We are forced to use forcing for almost all "hard" independence results such as: $Con(ZFC)\longrightarrow Con (ZFC+\neg CH)$. The question simply is:

Primary Question: Is there any "forcing free" proof for $Con(ZFC)\longrightarrow Con (ZFC+\neg CH)$ or $Con(ZF)\longrightarrow Con (ZF+\neg AC)$ or any other "hard" independence results?

Secondary Question: Please list all "non simple" consistency results which have two proofs one by forcing and another without using it.

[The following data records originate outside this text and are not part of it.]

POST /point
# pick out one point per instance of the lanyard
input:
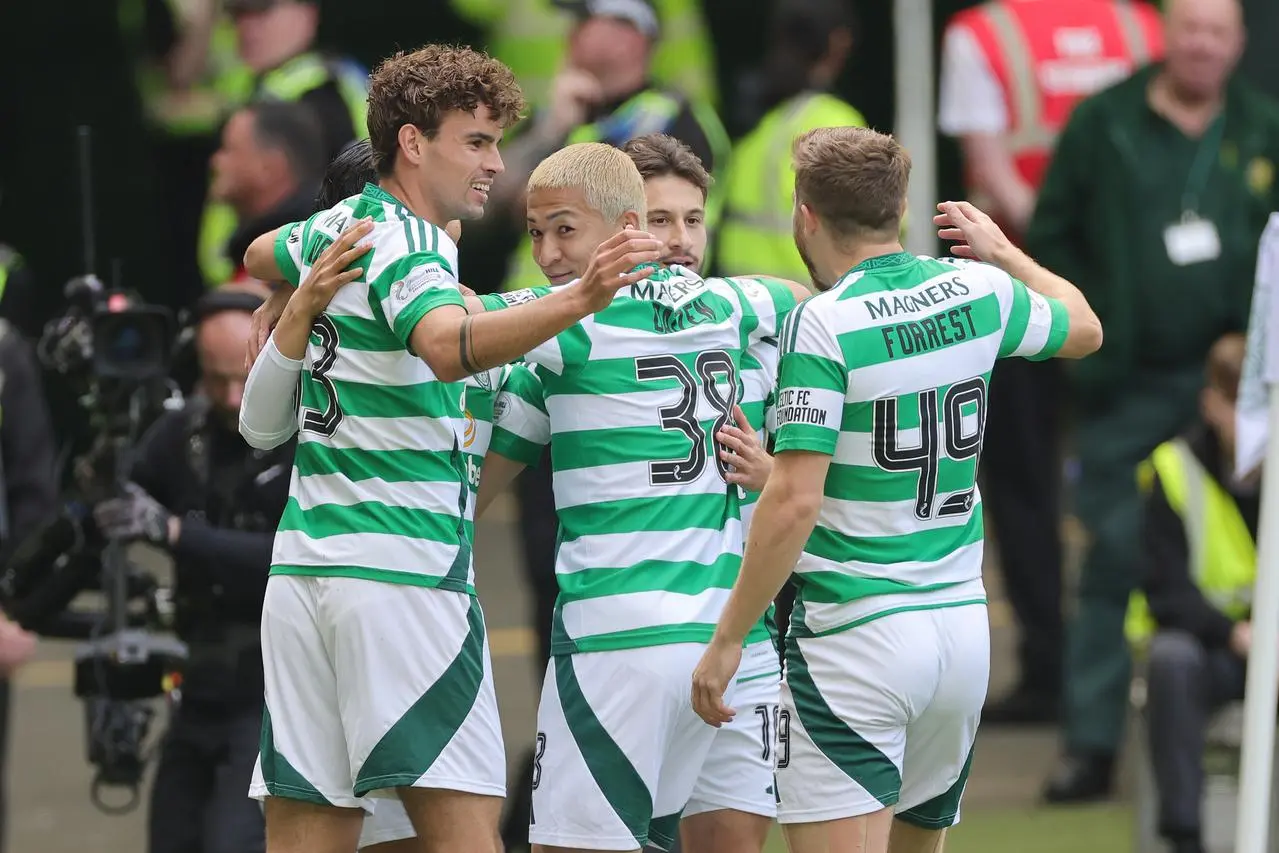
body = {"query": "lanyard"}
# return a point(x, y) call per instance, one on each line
point(1201, 168)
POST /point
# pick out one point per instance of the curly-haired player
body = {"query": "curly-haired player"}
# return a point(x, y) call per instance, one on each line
point(375, 652)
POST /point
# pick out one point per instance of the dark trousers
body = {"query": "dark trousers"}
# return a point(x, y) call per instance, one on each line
point(1184, 684)
point(1021, 487)
point(4, 764)
point(539, 528)
point(200, 797)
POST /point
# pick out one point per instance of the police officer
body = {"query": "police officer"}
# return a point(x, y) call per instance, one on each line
point(811, 41)
point(214, 504)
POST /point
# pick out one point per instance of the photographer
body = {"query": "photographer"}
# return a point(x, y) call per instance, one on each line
point(212, 503)
point(28, 496)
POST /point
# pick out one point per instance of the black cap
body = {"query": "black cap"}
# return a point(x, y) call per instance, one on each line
point(638, 13)
point(808, 23)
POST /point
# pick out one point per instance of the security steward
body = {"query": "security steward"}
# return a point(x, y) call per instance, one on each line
point(1154, 201)
point(605, 92)
point(1199, 560)
point(201, 494)
point(810, 44)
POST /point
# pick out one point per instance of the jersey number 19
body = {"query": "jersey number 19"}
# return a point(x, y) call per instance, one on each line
point(925, 457)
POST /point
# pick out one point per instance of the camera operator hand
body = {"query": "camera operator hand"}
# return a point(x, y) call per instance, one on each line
point(17, 646)
point(136, 517)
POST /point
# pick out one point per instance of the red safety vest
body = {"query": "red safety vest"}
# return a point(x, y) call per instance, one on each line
point(1050, 54)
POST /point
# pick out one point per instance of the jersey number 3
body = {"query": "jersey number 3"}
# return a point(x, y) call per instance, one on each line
point(925, 457)
point(313, 420)
point(710, 368)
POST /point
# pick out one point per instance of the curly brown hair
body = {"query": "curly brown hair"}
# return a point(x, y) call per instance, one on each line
point(422, 87)
point(853, 178)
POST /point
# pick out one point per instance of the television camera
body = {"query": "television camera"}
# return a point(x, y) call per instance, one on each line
point(115, 352)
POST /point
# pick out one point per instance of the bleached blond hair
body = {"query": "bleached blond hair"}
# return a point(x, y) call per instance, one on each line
point(606, 178)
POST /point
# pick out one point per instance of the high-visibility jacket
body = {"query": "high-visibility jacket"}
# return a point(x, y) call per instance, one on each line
point(756, 237)
point(1223, 555)
point(9, 264)
point(1050, 54)
point(200, 109)
point(530, 36)
point(288, 82)
point(649, 111)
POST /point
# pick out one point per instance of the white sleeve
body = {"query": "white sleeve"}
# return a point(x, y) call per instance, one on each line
point(269, 411)
point(970, 97)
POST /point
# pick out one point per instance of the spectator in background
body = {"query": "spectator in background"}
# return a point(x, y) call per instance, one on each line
point(1154, 202)
point(276, 41)
point(189, 77)
point(810, 44)
point(214, 504)
point(1199, 563)
point(267, 170)
point(1011, 73)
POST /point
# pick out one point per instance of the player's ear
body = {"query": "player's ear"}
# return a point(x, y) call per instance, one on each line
point(411, 143)
point(808, 219)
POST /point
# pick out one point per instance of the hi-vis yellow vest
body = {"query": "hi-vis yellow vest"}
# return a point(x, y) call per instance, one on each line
point(1223, 556)
point(288, 82)
point(649, 111)
point(531, 37)
point(756, 237)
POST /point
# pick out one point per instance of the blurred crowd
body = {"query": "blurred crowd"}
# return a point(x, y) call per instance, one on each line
point(1115, 140)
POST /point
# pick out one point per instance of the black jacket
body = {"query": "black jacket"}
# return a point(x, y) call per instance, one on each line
point(27, 452)
point(230, 499)
point(1174, 600)
point(294, 209)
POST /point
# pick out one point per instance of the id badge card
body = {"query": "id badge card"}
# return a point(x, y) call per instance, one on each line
point(1192, 241)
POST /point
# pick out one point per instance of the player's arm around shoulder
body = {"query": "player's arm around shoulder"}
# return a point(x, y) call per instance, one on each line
point(1048, 316)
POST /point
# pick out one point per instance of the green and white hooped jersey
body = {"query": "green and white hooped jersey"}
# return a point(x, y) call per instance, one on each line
point(629, 400)
point(481, 394)
point(888, 374)
point(380, 485)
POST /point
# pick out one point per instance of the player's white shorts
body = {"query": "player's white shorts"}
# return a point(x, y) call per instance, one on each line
point(389, 822)
point(374, 686)
point(883, 715)
point(738, 769)
point(619, 748)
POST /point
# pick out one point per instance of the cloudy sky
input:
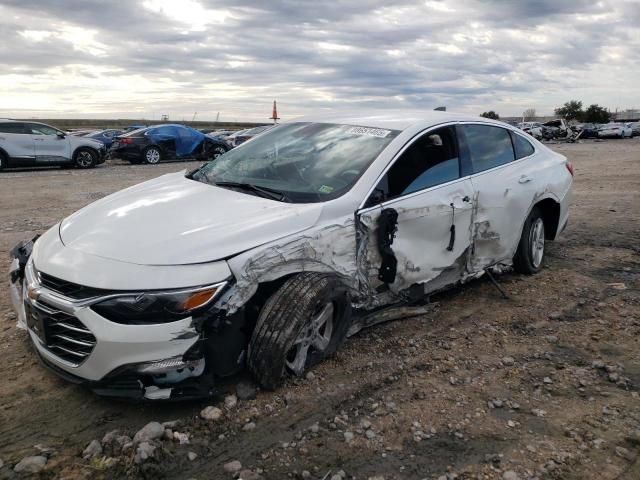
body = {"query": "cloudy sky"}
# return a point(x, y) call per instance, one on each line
point(145, 58)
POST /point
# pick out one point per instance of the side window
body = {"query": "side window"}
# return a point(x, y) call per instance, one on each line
point(522, 146)
point(38, 129)
point(13, 127)
point(429, 161)
point(489, 146)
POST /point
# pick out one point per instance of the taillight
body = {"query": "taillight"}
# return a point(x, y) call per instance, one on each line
point(569, 166)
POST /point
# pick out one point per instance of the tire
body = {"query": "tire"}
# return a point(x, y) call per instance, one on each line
point(85, 158)
point(152, 155)
point(302, 323)
point(530, 253)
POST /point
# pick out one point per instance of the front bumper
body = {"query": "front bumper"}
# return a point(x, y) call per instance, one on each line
point(134, 361)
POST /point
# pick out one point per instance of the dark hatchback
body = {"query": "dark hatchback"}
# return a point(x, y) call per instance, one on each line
point(166, 142)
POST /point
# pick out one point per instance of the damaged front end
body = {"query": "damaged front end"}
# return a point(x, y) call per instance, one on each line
point(19, 256)
point(133, 345)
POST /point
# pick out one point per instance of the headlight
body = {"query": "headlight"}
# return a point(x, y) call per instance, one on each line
point(156, 307)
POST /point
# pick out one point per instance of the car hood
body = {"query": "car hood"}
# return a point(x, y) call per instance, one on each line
point(173, 220)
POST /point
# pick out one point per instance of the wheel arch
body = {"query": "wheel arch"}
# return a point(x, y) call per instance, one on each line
point(550, 209)
point(6, 156)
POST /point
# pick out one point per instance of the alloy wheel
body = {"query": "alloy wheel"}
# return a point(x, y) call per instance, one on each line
point(315, 336)
point(84, 159)
point(152, 155)
point(537, 242)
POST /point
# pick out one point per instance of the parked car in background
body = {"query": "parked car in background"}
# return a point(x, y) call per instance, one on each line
point(259, 258)
point(238, 138)
point(81, 133)
point(131, 128)
point(587, 130)
point(105, 136)
point(535, 129)
point(558, 128)
point(166, 142)
point(216, 133)
point(615, 130)
point(33, 144)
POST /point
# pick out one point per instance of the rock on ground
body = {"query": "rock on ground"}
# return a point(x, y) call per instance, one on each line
point(232, 467)
point(211, 413)
point(150, 431)
point(92, 450)
point(31, 464)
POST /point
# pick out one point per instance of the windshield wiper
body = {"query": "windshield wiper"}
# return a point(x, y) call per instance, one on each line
point(263, 191)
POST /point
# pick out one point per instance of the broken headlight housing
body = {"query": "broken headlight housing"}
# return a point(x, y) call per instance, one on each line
point(151, 307)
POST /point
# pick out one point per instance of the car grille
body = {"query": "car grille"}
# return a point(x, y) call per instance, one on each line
point(62, 334)
point(70, 289)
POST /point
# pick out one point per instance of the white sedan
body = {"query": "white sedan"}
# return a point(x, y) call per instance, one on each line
point(615, 130)
point(261, 258)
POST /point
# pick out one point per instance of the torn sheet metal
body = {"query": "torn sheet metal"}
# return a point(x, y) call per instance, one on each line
point(329, 248)
point(421, 242)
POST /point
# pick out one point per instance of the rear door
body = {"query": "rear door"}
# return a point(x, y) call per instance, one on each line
point(50, 148)
point(422, 205)
point(504, 184)
point(15, 139)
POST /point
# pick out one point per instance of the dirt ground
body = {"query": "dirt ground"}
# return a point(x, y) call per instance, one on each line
point(542, 385)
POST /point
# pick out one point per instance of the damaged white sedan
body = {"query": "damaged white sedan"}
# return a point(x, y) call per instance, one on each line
point(269, 256)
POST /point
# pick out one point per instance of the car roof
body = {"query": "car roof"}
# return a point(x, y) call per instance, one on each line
point(395, 119)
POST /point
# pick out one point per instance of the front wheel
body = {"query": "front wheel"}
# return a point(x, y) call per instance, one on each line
point(152, 155)
point(530, 252)
point(302, 323)
point(86, 158)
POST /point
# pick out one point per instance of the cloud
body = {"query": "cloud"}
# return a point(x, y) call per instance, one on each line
point(152, 57)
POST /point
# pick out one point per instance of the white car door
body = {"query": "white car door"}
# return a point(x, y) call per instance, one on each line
point(422, 206)
point(50, 147)
point(504, 185)
point(16, 140)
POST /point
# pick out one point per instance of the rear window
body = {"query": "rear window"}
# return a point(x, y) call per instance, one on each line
point(13, 127)
point(489, 146)
point(522, 146)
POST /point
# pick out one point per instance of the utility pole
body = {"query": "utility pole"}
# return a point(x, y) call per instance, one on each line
point(274, 114)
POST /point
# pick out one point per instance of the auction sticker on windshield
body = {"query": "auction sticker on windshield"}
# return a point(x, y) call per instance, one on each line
point(371, 132)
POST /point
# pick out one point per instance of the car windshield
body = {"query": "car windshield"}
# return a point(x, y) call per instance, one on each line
point(304, 162)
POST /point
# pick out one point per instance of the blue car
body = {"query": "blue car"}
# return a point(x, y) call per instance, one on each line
point(106, 136)
point(167, 142)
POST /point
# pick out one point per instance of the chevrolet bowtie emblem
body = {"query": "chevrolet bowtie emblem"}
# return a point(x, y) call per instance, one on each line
point(32, 293)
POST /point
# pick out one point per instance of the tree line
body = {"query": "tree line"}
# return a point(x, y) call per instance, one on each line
point(571, 110)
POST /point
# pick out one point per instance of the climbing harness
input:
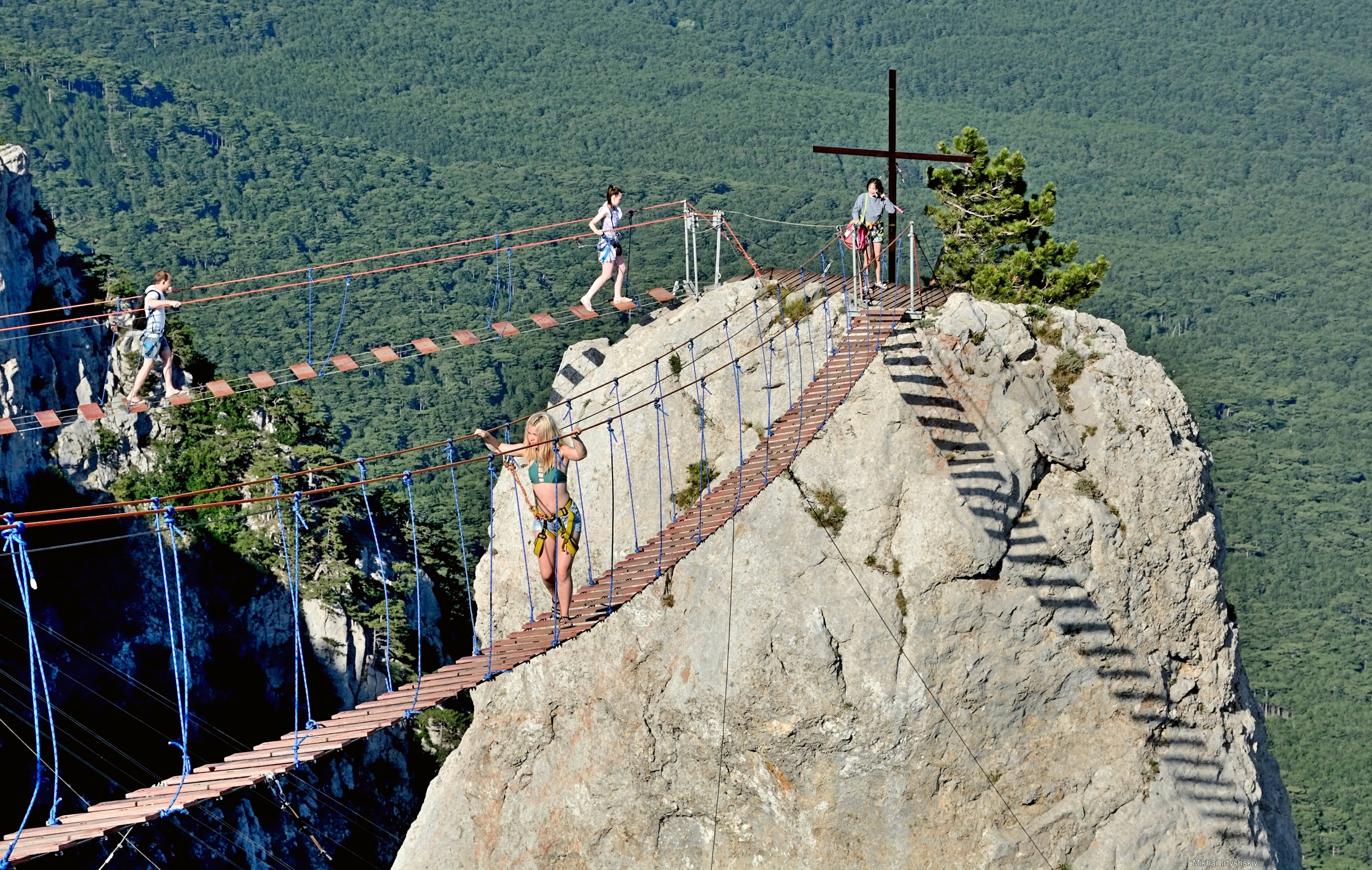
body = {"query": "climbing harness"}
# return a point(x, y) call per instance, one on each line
point(419, 599)
point(18, 549)
point(380, 565)
point(529, 582)
point(629, 477)
point(348, 282)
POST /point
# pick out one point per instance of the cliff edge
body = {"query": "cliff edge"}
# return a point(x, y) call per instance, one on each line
point(1027, 574)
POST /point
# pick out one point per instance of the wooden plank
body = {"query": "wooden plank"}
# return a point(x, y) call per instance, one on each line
point(343, 363)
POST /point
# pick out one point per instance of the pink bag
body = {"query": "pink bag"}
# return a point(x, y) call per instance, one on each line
point(855, 237)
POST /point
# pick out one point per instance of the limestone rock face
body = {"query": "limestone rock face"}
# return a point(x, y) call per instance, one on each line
point(50, 371)
point(1015, 654)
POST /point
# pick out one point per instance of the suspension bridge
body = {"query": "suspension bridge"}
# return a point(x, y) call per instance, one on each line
point(868, 324)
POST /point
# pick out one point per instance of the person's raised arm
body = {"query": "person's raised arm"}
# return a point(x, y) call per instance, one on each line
point(573, 448)
point(496, 447)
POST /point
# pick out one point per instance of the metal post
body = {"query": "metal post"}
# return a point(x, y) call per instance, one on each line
point(718, 222)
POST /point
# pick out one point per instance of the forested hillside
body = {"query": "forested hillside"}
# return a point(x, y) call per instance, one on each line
point(1216, 153)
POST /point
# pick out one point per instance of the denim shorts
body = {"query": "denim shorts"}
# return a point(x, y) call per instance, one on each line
point(153, 346)
point(608, 250)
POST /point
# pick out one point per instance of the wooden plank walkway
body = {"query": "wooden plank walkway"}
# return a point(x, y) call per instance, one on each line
point(632, 576)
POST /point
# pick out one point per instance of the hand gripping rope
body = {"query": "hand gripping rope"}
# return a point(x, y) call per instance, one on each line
point(704, 464)
point(348, 280)
point(739, 398)
point(766, 386)
point(581, 500)
point(419, 599)
point(180, 670)
point(623, 442)
point(450, 451)
point(519, 515)
point(18, 549)
point(380, 565)
point(610, 600)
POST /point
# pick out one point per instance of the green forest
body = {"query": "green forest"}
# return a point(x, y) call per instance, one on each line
point(1215, 153)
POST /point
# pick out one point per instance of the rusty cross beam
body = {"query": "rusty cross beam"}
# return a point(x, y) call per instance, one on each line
point(892, 156)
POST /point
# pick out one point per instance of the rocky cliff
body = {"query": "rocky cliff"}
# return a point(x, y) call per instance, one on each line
point(1015, 650)
point(55, 370)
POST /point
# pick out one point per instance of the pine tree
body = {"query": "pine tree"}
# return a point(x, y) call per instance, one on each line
point(996, 243)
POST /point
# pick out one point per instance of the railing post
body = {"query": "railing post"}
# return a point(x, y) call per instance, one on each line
point(718, 223)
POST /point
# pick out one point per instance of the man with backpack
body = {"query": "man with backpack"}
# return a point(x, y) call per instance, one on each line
point(156, 305)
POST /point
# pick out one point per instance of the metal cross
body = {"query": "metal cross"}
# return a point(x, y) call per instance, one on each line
point(892, 156)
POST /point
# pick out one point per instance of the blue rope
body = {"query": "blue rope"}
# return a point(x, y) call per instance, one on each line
point(462, 536)
point(768, 356)
point(309, 328)
point(419, 599)
point(24, 576)
point(380, 563)
point(348, 282)
point(519, 515)
point(581, 500)
point(623, 442)
point(610, 600)
point(739, 397)
point(180, 673)
point(704, 467)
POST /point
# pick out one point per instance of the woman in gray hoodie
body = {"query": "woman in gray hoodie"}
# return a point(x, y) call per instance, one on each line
point(869, 212)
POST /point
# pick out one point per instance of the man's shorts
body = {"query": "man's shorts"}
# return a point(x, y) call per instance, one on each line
point(608, 252)
point(153, 346)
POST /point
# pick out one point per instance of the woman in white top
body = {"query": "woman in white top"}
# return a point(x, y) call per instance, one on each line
point(607, 249)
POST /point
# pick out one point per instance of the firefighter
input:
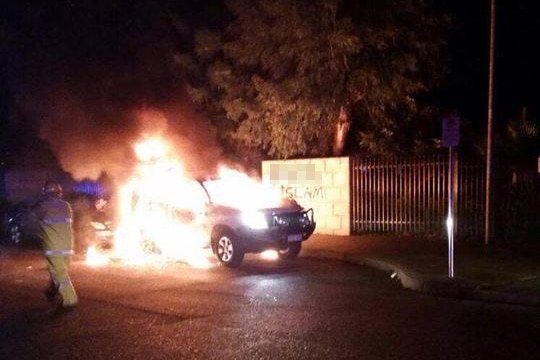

• – Andrés E. Caicedo Aug 7 '13 at 13:55
• No, there are no forcing-free proofs of any of these results. It would be great to come upon such a new technique. There are, of course, a few independent results that do not rely on forcing, but I do not know i they are of the kind you are seeking. There is the consistency of Aczel's anti-doundation axiom, for example. See also here. – Andrés E. Caicedo Aug 7 '13 at 14:01
• I thought I heard that Moschovakis has a proof of independence of V=L by omitting ordinals, rather than by forcing. – Colin McLarty Aug 7 '13 at 14:10
• In Fraenkel atoms model AC fails. – Eran Aug 7 '13 at 19:22
• @Eran And we have atoms, so we do not have extensionality, and the underlying theory is not $\mathsf{ZF}$. – Andrés E. Caicedo Aug 7 '13 at 23:55

Krivine realizability can be used to obtain independence results over $\mathsf{ZF}$. For instance, in Krivine's paper Realizability algebras II : new models of ZF + DC, Logical Methods in Computer Science 8 (1:10) p. 1-28 (2012), he constructs a realizability model in which $\mathsf{AC}$ fails in a pretty strong way: there is an infinite sequence of infinite subsets of $\mathbb{R}$ strictly decreasing in cardinality.